Julius and Claudius were two Roman family names; in classical Latin, they came second. Roman family names were inherited from father to son, but a Roman aristocrat could – either during his life or in his will – adopt an heir if he lacked a natural son. In accordance with Roman naming conventions, the adopted son would replace his original family name with the name of his adopted family. A famous example of this custom is Julius Caesar's adoption of his great-nephew, Gaius Octavius.
Augustus (Imperator Caesar Divi Filius Augustus), as Caesar's adopted son and heir, discarded the family name of his natural father and initially renamed himself "Gaius Julius Caesar" after his adoptive father. It was also customary for the adopted son to acknowledge his original family by adding an extra name at the end of his new name. As such, Augustus' adopted name would have been "Gaius Julius Caesar Octavianus". However, there is no evidence that he ever used the name Octavianus.
Following Augustus' ascension as the first emperor of the Roman Empire in 27 BC, his family became a de facto royal house, known in historiography as the "Julio-Claudian dynasty". For various reasons, the Julio-Claudians followed in the example of Julius Caesar and Augustus by utilizing adoption as a tool for dynastic succession. The next four emperors were closely related through a combination of blood relation, marriage and adoption.

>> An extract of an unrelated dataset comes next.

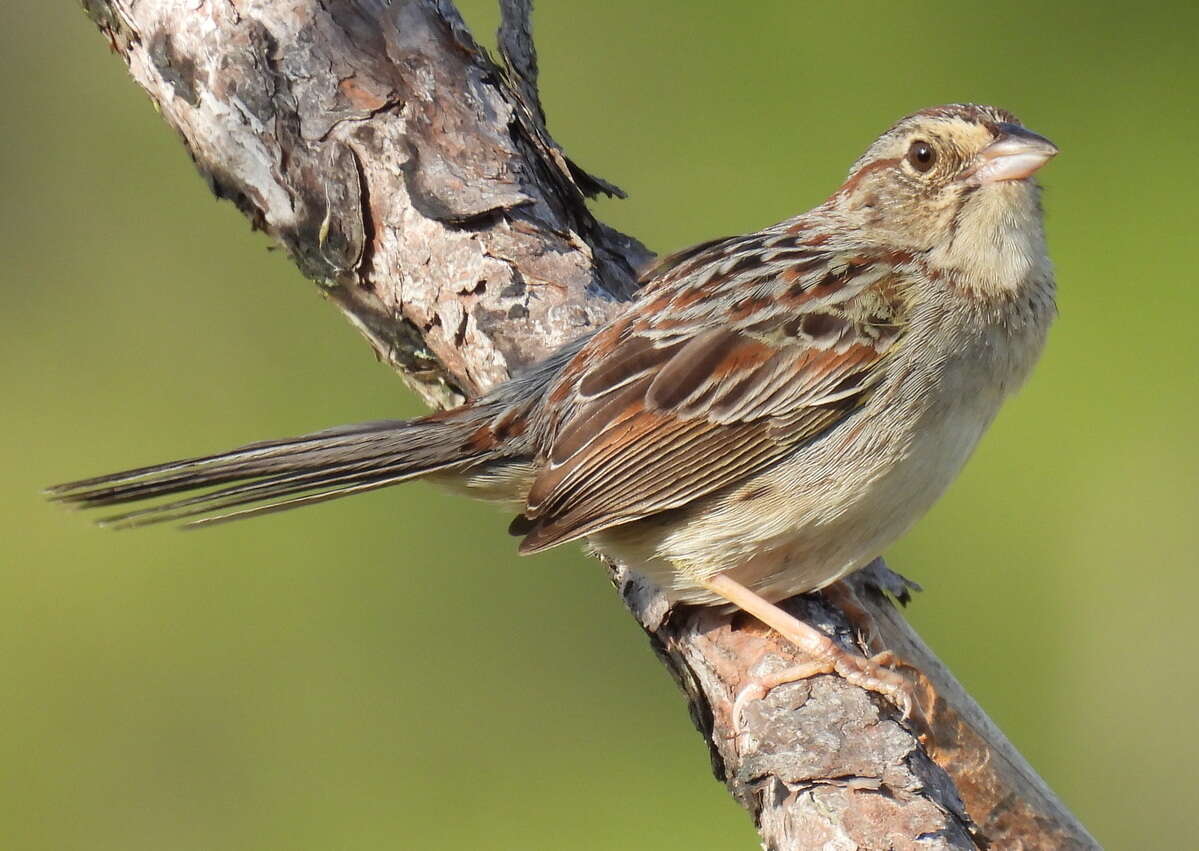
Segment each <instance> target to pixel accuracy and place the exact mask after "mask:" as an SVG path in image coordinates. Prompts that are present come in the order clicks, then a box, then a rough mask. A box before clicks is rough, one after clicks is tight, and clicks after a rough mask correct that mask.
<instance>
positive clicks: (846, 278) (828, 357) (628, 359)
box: [513, 236, 909, 553]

Tiberius (Tiberius Caesar Divi Augusti Filius Augustus), a Claudian by birth, became Augustus' stepson after the latter's marriage to Livia, who divorced Tiberius' natural father in the process. Tiberius' connection to the Julian side of the Imperial family grew closer when he married Augustus' only daughter, Julia the Elder. He ultimately succeeded Augustus as emperor in AD 14 after becoming his stepfather's adopted son and heir.
Caligula (Gaius Julius Caesar Augustus Germanicus) was born into the Julian and Claudian branches of the Imperial family, thereby making him the first actual "Julio-Claudian" emperor. His father, Germanicus, was the son of Nero Claudius Drusus and Antonia Minor, the son of Livia and the daughter of Octavia Minor respectively. Germanicus was also a great-nephew of Augustus on his mother's side and nephew of Tiberius on his father's side. His wife, Agrippina the Elder, was a granddaughter of Augustus. Through Agrippina, Germanicus' children – including Caligula – were Augustus' great-grandchildren. When Augustus adopted Tiberius, the latter was required to adopt his brother's eldest son as well, thus allowing Germanicus' side of the Imperial family to inherit the Julius nomen.

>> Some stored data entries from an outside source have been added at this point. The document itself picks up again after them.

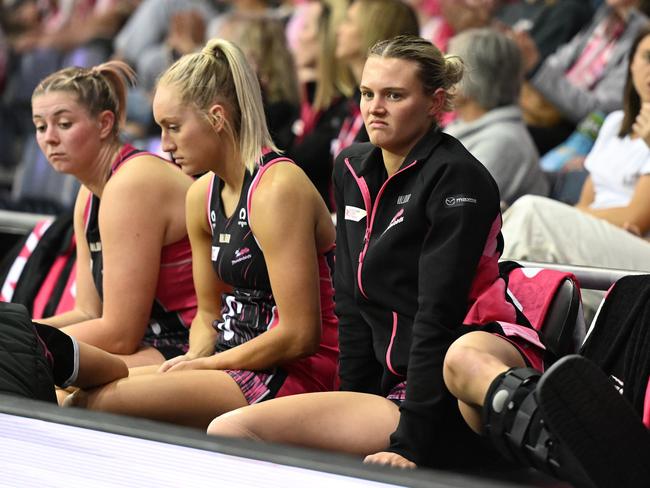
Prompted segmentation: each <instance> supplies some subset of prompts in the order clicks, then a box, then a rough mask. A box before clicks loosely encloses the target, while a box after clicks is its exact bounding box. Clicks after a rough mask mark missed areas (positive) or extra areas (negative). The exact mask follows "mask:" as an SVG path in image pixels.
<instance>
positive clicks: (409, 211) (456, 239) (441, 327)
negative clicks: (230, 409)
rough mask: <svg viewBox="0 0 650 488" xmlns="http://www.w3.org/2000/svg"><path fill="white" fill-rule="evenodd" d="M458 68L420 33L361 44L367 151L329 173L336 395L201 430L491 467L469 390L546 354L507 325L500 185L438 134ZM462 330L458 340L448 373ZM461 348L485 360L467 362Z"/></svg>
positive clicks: (224, 418) (297, 396) (340, 165)
mask: <svg viewBox="0 0 650 488" xmlns="http://www.w3.org/2000/svg"><path fill="white" fill-rule="evenodd" d="M462 71H463V67H462V64H461V63H460V61H459V60H458V59H457V58H453V57H450V58H445V57H443V55H442V54H441V53H440V51H439V50H438V49H437V48H436V47H435V46H433V45H432V44H431V43H430V42H428V41H425V40H424V39H421V38H419V37H413V36H398V37H395V38H393V39H390V40H386V41H380V42H378V43H377V44H375V45H374V46H373V47H372V48H371V49H370V52H369V56H368V59H367V61H366V63H365V66H364V68H363V71H362V75H361V82H360V90H361V103H360V109H361V114H362V116H363V120H364V123H365V127H366V129H367V131H368V135H369V137H370V142H369V143H364V144H355V145H353V146H351V147H349V148H348V149H345V150H344V151H343V152H342V153H341V154H340V156H339V157H338V158H337V161H336V164H335V169H334V187H335V196H336V208H337V236H336V239H337V245H336V275H335V278H336V280H335V289H336V313H337V316H338V318H339V341H340V362H339V374H340V381H341V390H343V391H339V392H328V393H313V394H307V395H296V396H293V397H289V398H279V399H276V400H273V401H270V402H266V403H265V404H263V405H253V406H250V407H246V408H243V409H239V410H236V411H235V412H232V413H229V414H227V415H224V416H221V417H219V418H217V419H215V420H214V421H213V422H212V423H211V425H210V428H209V430H208V432H209V433H211V434H216V435H226V436H246V437H250V438H253V439H262V440H265V441H275V442H288V443H292V444H297V445H301V446H310V447H315V448H320V449H329V450H334V451H341V452H346V453H349V454H353V455H356V456H360V457H363V458H364V459H365V461H366V462H369V463H379V464H387V465H391V466H398V467H408V468H412V467H415V466H416V465H418V466H430V467H438V468H440V467H466V466H468V465H469V463H471V462H482V461H485V460H487V459H489V458H490V457H491V456H490V450H489V449H485V446H484V442H483V441H482V440H481V439H480V437H479V436H477V435H476V434H475V433H474V432H472V430H471V429H470V428H469V427H468V426H467V425H466V423H465V421H464V417H463V416H464V415H467V418H468V419H470V420H476V417H475V414H476V411H477V410H480V407H479V405H480V404H481V402H482V400H483V399H482V398H480V399H479V400H475V399H474V398H475V397H471V396H468V395H469V393H468V392H471V393H472V394H473V395H475V396H479V395H480V392H485V390H486V389H487V387H488V386H489V384H490V375H492V377H494V376H496V375H497V374H498V373H499V372H501V371H504V370H506V369H508V367H509V366H523V365H525V364H526V363H527V362H529V363H530V364H532V365H535V366H538V367H541V358H542V353H543V349H544V348H543V346H542V344H541V343H540V341H539V339H538V337H537V334H536V332H535V331H534V330H532V329H531V328H529V326H528V327H527V326H525V325H519V324H516V323H509V322H515V320H516V313H515V309H514V308H513V306H512V304H511V303H510V302H509V301H508V300H507V299H506V295H505V291H506V287H505V285H504V283H503V282H502V280H501V278H500V277H499V274H498V266H497V260H498V258H499V254H500V251H501V249H502V247H503V239H502V238H501V234H500V232H499V229H500V227H501V215H500V209H499V191H498V188H497V186H496V183H495V182H494V180H493V179H492V177H491V176H490V174H489V173H488V171H487V170H486V169H485V167H484V166H483V165H482V164H481V163H480V162H479V161H477V160H476V159H475V158H474V157H472V155H471V154H470V153H469V152H468V151H467V150H466V149H465V148H464V147H463V146H462V145H461V144H460V143H459V142H458V141H457V140H456V139H454V138H453V137H451V136H449V135H447V134H444V133H443V132H441V131H440V129H439V128H438V126H437V124H436V120H437V119H438V117H439V116H440V114H441V113H442V112H444V111H446V110H448V109H449V106H450V99H451V95H450V90H451V89H452V87H453V86H454V85H455V84H456V83H457V82H458V81H459V80H460V79H461V76H462ZM502 285H503V286H502ZM496 321H503V323H504V324H505V323H509V324H508V326H507V327H506V325H503V326H501V325H500V324H499V323H497V322H496ZM460 336H462V339H460V340H461V341H462V340H463V339H465V342H461V343H459V344H458V345H457V346H455V347H454V346H452V347H454V350H455V351H456V353H457V355H455V356H451V357H450V358H449V363H446V362H445V355H446V353H447V351H448V350H449V348H450V346H451V345H452V343H453V342H454V340H455V339H457V338H458V337H460ZM506 337H507V339H506ZM470 338H471V340H470ZM461 346H464V347H465V349H462V348H461ZM472 348H473V349H472ZM468 350H470V351H471V350H475V351H479V352H480V354H476V355H475V357H473V359H472V356H471V354H470V353H468V352H467V351H468ZM463 351H465V352H466V354H465V362H463V360H462V359H461V355H460V353H462V352H463ZM452 360H453V361H452ZM452 366H453V367H452ZM481 367H482V368H484V369H481ZM463 368H467V369H463ZM459 371H464V374H463V375H461V374H460V373H459ZM472 374H473V376H472ZM461 376H462V379H463V380H464V382H463V383H461V384H460V386H458V385H456V383H455V381H456V380H458V379H459V378H461ZM447 380H449V381H447ZM451 383H453V386H454V388H455V389H454V390H452V393H453V395H452V394H450V391H449V389H451V386H448V385H449V384H451ZM448 388H449V389H448ZM477 392H478V393H477ZM454 395H456V397H454ZM458 398H461V399H462V400H461V401H462V402H467V403H466V404H464V403H459V400H458ZM468 398H471V399H472V402H471V403H470V402H469V400H468ZM459 407H460V408H459ZM472 426H473V427H474V426H475V424H472Z"/></svg>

Claudius (Tiberius Claudius Caesar Augustus Germanicus), the younger brother of Germanicus, was a Claudian on the side of his father, Nero Claudius Drusus, younger brother of Tiberius. However, he was also related to the Julian branch of the Imperial family through his mother, Antonia Minor. As a son of Antonia, Claudius was a great-nephew of Augustus. Moreover, he was also Augustus' step-grandson due to the fact that his father was a stepson of Augustus. Unlike Tiberius and Germanicus, both of whom were born as Claudians and became adopted Julians, Claudius was not adopted into the Julian family. Upon becoming emperor, however, he added the Julian-affiliated cognomen Caesar to his full name.
Nero (Nero Claudius Caesar Augustus Germanicus) was a great-great-grandson of Augustus and Livia through his mother, Agrippina the Younger. The younger Agrippina was a daughter of Germanicus and Agrippina the Elder, as well as Caligula's sister. Through his mother, Nero was related by blood to the Julian and Claudian branches of the Imperial family. However, he was born into the Domitii Ahenobarbi on his father's side. Nero became a Claudian in name as a result of Agrippina's marriage to her uncle, Claudius, who ultimately adopted her son as his own. He succeeded Claudius in AD 54, becoming the last direct descendant of Augustus to rule the Roman Empire. Within a year of Nero's suicide in AD 68, the Julio-Claudian dynasty was succeeded by the Flavian emperors following a brief civil war over the vacant Imperial throne.